Do disadvantaged students get stuck with more-ineffective teachers than students who are well off? A new study says no.
It’s common knowledge that students from wealthy families perform better on standardized tests than students from poor families. Does this mean rich students are taught by more-effective teachers? A new study from Mathematica Policy Research, sponsored by the U.S. Department of Education’s Institute of Education Sciences, sought to answer this question. The study looked at 26 school districts and found that both rich and poor students have just about the same chances of landing in the classrooms of the most-effective teachers. They’ve also got similar odds of landing in the classroom of the least-effective teachers.
“Contrary to conventional wisdom, we found only small differences in the effectiveness of teachers of high- and low-income students in our study districts,” said Eric Isenberg, the study’s principal investigator and a senior researcher for Mathematica. “This suggests that the achievement gap arises from factors other than students’ access to effective teachers.”
The study looks at five years of English/language arts and math standardized test scores for students in grades 4 through 8 to determine which teachers were more effective, based on their students’ test-score gains, and whether rich students had more-effective teachers than poor students. The districts that participated in the study are large, with median enrollments of 70,000, and they have high percentages of low-income and minority students. Overall, 63 percent of students in the study districts qualify for free or reduced-price lunch, 29 percent are black, and 42 percent are Hispanic.

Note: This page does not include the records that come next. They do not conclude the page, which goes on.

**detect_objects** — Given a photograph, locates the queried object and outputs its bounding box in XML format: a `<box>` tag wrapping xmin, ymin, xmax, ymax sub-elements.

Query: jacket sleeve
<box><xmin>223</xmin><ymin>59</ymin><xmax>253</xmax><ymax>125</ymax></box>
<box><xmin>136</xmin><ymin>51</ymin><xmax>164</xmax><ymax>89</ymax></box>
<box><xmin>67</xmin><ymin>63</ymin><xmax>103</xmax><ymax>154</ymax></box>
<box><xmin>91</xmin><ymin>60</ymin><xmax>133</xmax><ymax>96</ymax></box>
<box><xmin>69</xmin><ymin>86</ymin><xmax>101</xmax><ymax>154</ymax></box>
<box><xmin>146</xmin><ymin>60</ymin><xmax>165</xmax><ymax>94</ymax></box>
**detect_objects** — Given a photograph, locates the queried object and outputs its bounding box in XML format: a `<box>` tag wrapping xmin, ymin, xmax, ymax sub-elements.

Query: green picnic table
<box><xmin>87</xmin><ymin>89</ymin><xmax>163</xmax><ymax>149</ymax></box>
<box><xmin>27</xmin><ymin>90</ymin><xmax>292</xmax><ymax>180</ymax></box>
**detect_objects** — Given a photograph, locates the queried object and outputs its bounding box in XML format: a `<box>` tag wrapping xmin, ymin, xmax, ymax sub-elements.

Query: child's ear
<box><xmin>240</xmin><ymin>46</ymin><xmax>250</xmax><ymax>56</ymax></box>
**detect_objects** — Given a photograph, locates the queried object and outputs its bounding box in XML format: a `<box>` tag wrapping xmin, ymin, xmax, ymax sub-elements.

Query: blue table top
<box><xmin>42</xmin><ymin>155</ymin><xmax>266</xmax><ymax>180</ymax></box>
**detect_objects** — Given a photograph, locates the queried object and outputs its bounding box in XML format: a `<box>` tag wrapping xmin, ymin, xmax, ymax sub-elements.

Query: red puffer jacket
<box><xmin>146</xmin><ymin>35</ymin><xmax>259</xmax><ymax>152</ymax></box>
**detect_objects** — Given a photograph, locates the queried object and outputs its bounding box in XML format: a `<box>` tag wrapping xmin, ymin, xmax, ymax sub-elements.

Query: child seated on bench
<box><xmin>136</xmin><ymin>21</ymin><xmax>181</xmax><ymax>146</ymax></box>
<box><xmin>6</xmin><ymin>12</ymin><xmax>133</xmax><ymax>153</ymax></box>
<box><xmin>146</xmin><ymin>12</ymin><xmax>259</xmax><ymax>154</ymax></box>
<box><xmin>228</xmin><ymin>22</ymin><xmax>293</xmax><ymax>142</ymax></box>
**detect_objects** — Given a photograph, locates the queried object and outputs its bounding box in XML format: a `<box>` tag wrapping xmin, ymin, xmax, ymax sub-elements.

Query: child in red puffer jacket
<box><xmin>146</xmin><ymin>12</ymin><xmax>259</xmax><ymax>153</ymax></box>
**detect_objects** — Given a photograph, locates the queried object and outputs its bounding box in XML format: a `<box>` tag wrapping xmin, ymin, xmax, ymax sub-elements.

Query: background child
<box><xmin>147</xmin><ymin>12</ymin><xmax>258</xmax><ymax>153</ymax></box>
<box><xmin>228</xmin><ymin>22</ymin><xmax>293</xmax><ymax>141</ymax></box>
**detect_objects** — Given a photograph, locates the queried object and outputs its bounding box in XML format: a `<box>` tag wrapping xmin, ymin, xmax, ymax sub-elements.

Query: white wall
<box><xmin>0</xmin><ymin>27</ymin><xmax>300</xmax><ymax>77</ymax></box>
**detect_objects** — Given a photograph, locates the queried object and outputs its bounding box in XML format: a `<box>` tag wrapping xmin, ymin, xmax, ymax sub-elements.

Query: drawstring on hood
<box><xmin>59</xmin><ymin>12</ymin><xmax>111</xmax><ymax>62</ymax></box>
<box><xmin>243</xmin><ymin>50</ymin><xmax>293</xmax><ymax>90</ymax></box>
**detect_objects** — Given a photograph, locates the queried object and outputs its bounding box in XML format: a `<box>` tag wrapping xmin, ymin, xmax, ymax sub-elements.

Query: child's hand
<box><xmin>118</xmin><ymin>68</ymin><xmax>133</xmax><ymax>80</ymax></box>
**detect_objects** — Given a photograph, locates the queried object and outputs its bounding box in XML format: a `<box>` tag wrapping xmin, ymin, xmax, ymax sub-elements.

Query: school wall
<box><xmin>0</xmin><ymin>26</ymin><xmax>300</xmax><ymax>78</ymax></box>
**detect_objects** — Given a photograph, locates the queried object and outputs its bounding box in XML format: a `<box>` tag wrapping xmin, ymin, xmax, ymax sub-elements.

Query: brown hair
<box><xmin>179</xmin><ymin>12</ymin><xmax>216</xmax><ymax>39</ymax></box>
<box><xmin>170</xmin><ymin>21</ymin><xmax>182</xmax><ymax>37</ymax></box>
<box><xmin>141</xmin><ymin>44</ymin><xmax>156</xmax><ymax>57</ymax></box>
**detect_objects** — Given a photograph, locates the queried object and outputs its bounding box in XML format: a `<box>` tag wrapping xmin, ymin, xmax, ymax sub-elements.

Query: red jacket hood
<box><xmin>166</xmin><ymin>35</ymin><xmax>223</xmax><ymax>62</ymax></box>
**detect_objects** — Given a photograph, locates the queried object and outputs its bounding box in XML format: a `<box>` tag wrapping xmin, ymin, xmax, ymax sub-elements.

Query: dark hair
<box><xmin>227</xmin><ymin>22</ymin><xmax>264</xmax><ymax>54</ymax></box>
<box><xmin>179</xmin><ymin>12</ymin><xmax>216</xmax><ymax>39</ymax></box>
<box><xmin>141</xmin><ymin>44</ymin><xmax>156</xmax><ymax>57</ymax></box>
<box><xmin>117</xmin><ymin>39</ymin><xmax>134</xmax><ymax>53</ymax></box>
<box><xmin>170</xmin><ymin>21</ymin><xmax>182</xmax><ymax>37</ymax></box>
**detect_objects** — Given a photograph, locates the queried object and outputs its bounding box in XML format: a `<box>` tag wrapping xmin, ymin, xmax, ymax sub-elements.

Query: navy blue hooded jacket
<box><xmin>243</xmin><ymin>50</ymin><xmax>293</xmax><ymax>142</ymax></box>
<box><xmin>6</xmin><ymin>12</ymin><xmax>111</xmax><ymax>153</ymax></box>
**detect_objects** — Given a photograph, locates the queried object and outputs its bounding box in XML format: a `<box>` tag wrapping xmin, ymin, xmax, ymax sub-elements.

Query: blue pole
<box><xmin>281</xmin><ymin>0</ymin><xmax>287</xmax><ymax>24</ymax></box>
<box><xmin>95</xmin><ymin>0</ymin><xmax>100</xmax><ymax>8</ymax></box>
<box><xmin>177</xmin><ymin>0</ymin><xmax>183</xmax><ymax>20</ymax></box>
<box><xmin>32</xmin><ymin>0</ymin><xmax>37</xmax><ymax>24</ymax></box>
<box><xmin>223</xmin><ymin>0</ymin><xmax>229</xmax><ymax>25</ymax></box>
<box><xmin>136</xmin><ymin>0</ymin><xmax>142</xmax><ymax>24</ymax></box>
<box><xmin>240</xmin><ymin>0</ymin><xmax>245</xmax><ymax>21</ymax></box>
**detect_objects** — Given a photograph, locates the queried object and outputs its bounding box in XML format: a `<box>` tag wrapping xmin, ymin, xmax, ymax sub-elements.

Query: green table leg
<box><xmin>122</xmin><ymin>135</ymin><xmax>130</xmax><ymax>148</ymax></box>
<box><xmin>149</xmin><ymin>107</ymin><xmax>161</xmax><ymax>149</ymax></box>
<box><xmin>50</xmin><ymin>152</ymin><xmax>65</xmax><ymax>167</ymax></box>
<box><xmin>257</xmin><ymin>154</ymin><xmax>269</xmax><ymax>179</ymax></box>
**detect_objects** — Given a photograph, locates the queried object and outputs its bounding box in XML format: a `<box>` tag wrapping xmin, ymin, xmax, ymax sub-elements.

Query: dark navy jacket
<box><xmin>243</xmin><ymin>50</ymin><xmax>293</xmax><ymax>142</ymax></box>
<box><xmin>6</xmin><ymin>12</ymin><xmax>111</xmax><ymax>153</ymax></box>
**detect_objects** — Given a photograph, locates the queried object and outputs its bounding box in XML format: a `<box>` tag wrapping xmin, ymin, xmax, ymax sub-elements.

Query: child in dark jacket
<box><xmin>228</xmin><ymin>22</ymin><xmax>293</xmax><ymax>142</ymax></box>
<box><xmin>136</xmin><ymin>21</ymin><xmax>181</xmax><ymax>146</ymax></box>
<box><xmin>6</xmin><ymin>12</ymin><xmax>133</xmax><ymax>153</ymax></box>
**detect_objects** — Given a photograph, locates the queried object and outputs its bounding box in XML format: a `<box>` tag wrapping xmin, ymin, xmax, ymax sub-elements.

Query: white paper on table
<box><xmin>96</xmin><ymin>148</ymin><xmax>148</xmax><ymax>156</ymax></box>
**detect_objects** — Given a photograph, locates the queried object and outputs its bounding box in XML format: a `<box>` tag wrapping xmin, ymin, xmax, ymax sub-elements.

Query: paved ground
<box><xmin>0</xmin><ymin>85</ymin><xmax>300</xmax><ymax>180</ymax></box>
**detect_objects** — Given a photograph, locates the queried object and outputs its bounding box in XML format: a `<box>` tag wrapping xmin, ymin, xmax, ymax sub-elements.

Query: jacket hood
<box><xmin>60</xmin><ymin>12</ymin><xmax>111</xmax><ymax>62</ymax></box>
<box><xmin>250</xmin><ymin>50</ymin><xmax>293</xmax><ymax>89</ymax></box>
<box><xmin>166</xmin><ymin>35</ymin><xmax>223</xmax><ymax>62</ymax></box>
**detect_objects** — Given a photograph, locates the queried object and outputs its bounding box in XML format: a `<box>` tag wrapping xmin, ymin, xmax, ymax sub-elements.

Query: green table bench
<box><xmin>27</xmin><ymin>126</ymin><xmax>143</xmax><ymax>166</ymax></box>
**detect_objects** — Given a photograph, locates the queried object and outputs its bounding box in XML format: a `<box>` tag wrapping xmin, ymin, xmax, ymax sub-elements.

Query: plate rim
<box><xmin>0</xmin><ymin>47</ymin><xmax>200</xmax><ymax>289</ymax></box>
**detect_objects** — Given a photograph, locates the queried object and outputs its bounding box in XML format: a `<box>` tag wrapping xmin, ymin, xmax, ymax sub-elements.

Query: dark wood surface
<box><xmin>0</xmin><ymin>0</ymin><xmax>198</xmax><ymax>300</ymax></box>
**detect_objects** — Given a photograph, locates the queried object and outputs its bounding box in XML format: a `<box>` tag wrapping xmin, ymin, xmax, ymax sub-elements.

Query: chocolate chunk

The study says that wealthy students do have more-effective teachers on average than do poor students. But the researchers argue that the difference is too small to have a large impact on achievement. Researchers discovered, for example, that in English/language arts and math, the average teacher of a poor student is just below the 50th percentile, while the average teacher of a wealthy student is at the 51st percentile. This, say the authors, equates to nearly equitable access to effective teachers across most of the districts they studied.
In three of the 26 districts studied, however, researchers found differences in teacher effectiveness for wealthy and poor students that are significant enough to contribute to the student achievement gap in math. In these three districts alone, the researchers conclude, if both rich and poor students had equal access to effective teachers, the achievement gap would decrease significantly, by 4 percentile points or more after five years. (No meaningful inequities were found in the other districts in math or English/ language arts).
A Look at the Effects of Hiring and Mobility Patterns
The study also examined teacher hiring and mobility within the 26 districts and found small differences in access to effective teachers. Schools with a large number of poor students, for example, employ more new teachers than schools with wealthier students. But the researchers concluded this difference (11 percent of teachers in high-poverty schools are new hires compared with 5 percent in wealthier schools) is too small to have much of an effect. Besides, the researchers reasoned, new teachers’ performance improves quickly. In fact, according to the study, new hires by and large become as effective as the average teacher after one year of experience.
Teachers transferring to different schools at the end of the year don’t seem to have much of an impact on access to effective teachers either. Those who transfer from a low-poverty school to a high-poverty school are less effective than teachers who take the opposite course of action, according to the study. But the researchers conclude that such transfers should have only a small influence on inequity because only a small number of teachers, just under 2 percent, make a move to a school with higher poverty rates than the one they left.
Similarly, teacher attrition patterns do not contribute to differences in the effectiveness of teachers of rich and poor students, according to the study. Teachers who leave a district from a wealthy school and teachers who leave districts from low-income schools are both less effective than the average district teacher. The average teacher who leaves a low-income school is at the 43rd percentile, while the average teacher who leaves a high-income school is at the 46th percentile. This is not a significant enough difference to impact access to effective teachers, the researchers say.
The study concludes that both rich and poor students have a mix of effective and ineffective teachers. And even if rich and poor students were provided with an equal number of effective teachers for five years straight, the student achievement gap wouldn’t decrease substantially.